In this post, I’ll explain — at a high level — how this CV request workflow operates, the reasoning behind it, and the technologies used to enable it. Specific implementation details and secrets are not included for security and privacy reasons.
📌 Use Case: Why Add a Gate to CV Access?
Rather than publicly exposing your CV or resume file for anyone to download, a controlled access model can help:
- Collect basic requester information (name, email, company, etc.)
- Maintain transparency with a privacy agreement
- Provide accountability for downloads
- Prevent automated scraping or abuse
This design is especially helpful for independent professionals, consultants, or job seekers who want to track interest without making personal documents fully public.
🔐 Privacy-Centric Flow Overview
The solution introduces a multi-step request flow that respects user privacy while gating document access behind OTP verification.
💬 Sequence Flow:
Request Initiation
- Visitor clicks a “View CV” button.
- Prompted to accept the Privacy Policy before proceeding.
Form Submission
- A form collects minimal information:
- Mandatory: Name, Email
- Optional: Phone, Company, Location
- A form collects minimal information:
OTP Delivery
- A one-time passcode (OTP) is generated.

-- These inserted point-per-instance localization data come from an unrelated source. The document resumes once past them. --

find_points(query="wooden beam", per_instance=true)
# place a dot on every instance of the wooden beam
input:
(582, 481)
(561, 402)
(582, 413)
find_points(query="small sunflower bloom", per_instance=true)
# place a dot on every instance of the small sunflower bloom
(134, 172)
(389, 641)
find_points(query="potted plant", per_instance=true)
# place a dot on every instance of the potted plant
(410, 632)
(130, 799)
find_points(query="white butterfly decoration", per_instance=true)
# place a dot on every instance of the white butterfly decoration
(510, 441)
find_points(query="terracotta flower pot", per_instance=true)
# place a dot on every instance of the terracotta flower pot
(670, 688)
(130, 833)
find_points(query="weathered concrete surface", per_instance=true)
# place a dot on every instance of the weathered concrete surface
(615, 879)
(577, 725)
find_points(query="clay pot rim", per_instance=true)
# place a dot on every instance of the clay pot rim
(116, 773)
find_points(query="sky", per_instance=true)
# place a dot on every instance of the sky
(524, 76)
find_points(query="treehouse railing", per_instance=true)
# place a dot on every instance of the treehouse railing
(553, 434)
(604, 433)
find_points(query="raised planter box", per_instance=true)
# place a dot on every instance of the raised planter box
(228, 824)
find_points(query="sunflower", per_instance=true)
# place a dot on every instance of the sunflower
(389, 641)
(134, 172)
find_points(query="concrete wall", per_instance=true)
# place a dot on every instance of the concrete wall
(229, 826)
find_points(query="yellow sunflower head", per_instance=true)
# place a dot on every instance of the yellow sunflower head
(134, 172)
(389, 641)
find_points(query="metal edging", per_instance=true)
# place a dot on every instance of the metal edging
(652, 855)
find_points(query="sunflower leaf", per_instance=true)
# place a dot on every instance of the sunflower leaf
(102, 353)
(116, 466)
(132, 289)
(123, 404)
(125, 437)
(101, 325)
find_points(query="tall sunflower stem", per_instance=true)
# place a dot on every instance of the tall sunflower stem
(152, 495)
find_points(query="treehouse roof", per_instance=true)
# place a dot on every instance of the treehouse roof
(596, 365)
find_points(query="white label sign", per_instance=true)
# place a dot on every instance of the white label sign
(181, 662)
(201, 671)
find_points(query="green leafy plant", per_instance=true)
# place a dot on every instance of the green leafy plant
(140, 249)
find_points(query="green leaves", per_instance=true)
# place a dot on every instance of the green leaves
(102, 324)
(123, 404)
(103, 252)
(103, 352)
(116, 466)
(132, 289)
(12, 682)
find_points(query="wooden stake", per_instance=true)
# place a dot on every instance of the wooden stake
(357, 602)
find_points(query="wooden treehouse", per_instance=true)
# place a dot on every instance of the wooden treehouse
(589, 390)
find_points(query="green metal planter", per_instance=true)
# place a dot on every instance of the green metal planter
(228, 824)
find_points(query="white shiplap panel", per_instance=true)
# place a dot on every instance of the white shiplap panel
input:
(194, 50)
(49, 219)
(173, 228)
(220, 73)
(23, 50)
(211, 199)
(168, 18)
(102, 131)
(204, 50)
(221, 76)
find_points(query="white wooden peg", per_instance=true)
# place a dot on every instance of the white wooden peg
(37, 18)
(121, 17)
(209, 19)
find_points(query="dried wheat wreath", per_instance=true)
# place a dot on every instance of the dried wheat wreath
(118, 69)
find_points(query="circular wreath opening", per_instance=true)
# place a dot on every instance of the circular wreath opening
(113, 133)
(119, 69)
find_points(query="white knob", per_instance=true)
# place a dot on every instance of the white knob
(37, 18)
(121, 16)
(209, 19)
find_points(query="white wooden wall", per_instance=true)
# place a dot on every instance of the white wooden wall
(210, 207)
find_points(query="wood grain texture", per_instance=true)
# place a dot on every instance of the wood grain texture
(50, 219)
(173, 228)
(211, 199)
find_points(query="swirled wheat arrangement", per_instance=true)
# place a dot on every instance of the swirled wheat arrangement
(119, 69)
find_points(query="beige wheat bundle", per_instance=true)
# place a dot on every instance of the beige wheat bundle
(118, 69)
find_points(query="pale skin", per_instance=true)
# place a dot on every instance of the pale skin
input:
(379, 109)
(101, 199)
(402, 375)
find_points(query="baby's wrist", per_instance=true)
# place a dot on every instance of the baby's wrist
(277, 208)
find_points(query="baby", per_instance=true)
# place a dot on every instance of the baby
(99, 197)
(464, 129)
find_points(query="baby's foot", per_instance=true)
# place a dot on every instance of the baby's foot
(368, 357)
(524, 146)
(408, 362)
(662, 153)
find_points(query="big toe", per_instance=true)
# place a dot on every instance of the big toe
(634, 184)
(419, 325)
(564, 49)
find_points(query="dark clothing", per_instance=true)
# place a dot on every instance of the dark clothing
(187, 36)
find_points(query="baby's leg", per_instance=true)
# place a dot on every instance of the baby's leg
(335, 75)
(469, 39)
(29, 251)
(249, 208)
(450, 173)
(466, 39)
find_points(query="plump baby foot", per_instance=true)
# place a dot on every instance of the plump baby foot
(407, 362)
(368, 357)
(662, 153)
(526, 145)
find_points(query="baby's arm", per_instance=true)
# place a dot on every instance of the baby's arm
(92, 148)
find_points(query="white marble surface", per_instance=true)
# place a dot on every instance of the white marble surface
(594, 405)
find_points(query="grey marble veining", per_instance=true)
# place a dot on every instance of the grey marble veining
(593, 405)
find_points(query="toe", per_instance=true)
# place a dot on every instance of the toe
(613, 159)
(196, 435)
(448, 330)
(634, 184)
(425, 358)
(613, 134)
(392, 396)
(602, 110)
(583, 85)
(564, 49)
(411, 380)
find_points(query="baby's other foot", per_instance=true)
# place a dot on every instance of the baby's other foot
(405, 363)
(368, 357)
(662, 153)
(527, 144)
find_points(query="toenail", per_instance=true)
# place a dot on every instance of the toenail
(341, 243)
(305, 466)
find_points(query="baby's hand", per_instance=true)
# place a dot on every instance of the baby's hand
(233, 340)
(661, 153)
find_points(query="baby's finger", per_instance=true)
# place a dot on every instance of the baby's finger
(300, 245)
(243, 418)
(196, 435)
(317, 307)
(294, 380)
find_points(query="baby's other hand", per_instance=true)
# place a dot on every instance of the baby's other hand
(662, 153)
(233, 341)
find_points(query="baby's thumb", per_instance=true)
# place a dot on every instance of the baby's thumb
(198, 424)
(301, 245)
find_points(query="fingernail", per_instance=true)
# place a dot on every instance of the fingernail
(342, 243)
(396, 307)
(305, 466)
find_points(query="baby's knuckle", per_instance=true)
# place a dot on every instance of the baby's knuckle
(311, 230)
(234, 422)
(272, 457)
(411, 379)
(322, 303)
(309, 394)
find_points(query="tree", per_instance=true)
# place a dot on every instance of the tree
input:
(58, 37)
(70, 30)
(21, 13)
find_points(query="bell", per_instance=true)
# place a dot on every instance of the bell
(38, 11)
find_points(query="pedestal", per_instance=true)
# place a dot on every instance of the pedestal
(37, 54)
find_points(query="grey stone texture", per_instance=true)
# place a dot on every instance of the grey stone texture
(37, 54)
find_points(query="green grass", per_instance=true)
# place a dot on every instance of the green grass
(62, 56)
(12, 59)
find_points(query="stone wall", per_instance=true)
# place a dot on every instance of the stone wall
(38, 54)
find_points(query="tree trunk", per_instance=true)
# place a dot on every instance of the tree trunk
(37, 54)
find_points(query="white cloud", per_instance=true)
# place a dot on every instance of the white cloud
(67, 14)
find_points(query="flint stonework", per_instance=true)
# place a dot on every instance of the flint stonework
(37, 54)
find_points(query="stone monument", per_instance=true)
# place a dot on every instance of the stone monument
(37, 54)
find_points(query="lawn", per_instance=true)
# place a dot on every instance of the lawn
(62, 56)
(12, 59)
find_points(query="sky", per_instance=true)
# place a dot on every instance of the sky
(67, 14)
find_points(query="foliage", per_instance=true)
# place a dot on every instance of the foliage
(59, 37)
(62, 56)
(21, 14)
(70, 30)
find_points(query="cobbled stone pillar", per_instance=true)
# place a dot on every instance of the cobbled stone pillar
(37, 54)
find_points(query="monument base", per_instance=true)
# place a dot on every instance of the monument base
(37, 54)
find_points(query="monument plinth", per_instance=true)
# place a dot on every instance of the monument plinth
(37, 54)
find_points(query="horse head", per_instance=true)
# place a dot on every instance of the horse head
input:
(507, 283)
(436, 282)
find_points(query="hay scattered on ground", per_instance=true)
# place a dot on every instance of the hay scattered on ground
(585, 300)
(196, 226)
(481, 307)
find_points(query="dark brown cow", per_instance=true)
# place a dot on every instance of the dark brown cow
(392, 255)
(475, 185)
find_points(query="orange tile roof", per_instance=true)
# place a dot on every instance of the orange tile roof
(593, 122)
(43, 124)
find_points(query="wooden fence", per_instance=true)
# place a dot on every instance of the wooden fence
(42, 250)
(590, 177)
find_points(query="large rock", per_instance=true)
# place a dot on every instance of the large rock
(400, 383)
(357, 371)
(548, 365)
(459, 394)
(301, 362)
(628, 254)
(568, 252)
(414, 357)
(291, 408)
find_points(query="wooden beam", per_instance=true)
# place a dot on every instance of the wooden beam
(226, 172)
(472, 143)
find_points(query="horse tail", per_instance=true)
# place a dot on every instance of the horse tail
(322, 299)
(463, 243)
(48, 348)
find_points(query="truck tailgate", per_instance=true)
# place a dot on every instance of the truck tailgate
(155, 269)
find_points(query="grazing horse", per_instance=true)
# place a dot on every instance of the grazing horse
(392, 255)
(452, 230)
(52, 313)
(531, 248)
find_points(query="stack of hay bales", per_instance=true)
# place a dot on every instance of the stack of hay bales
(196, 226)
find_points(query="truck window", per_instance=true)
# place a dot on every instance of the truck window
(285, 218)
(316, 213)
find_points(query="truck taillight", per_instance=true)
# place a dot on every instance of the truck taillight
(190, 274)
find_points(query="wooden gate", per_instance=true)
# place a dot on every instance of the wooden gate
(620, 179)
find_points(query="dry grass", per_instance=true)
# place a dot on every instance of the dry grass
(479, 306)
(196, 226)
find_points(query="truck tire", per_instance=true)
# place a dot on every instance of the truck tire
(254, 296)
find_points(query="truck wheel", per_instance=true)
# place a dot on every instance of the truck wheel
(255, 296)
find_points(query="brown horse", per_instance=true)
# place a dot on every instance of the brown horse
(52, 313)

- Sent to the user’s email (and phone if provided).
Verification
- The user enters the OTP on the next screen.
- Upon successful verification, access to the CV is granted.
Download Access
- A time-limited download link is revealed.
- All user data (except OTP) is logged securely.
⚙️ Technical Highlights
The system follows cloud-native and serverless design patterns:
🛠️ Key Components:
- DynamoDB stores request metadata and OTPs.
- Lambda Functions handle:
- Request submission
- OTP generation and delivery
- OTP validation
- Email & SMS Services send OTP securely via:
- Amazon SES for email
- Amazon SNS for SMS (if phone is provided)
- S3 hosts the protected CV file.
- API Gateway or Netlify Functions expose endpoints for user interactions.
🔒 Security Considerations:
- OTP Hashing: OTPs are never stored in plaintext; they are hashed before saving.
- One-Time Use: OTPs auto-expire after 10 minutes and are deleted after use.
- Rate Limiting: Requests per IP are limited to prevent abuse.
- Presigned URLs: CV is served via a time-limited S3 URL.
- TTL Cleanup: Expired OTPs are automatically cleaned up via DynamoDB TTL.
🧠 Benefits
- Privacy-first: Consent and transparency before any data collection.
- Secure access: No public file exposure; gated access ensures auditability.
- User-friendly: The OTP process is familiar and seamless for most users.
- Auditable: Logged requests provide insight into who is accessing your material.
🔄 Future Enhancements
- Integrate CAPTCHA for bot protection
- Add analytics on request trends
- Auto-reply confirmation email with thank-you note
- Export request logs periodically
📘 Coming Up Next: Behind the Scenes
In the next post, I’ll share a behind-the-scenes look at how this privacy-first CV flow is implemented using:
- AWS Lambda
- DynamoDB table design (with TTL and hashed OTPs)
- SES + SNS delivery pipelines
- Secure pre-signed S3 links
Stay tuned if you’re a developer looking to implement a similar pattern for gated asset downloads or secure lead capture.
✅ Conclusion
This CV request system provides a strong balance between privacy, usability, and security. It’s lightweight enough for individual professionals to implement, yet robust enough to meet modern standards of data protection and access control.
Whether you’re sharing your resume or offering downloadable whitepapers or reports, applying a similar flow can help you respect your visitors’ privacy while protecting your intellectual property.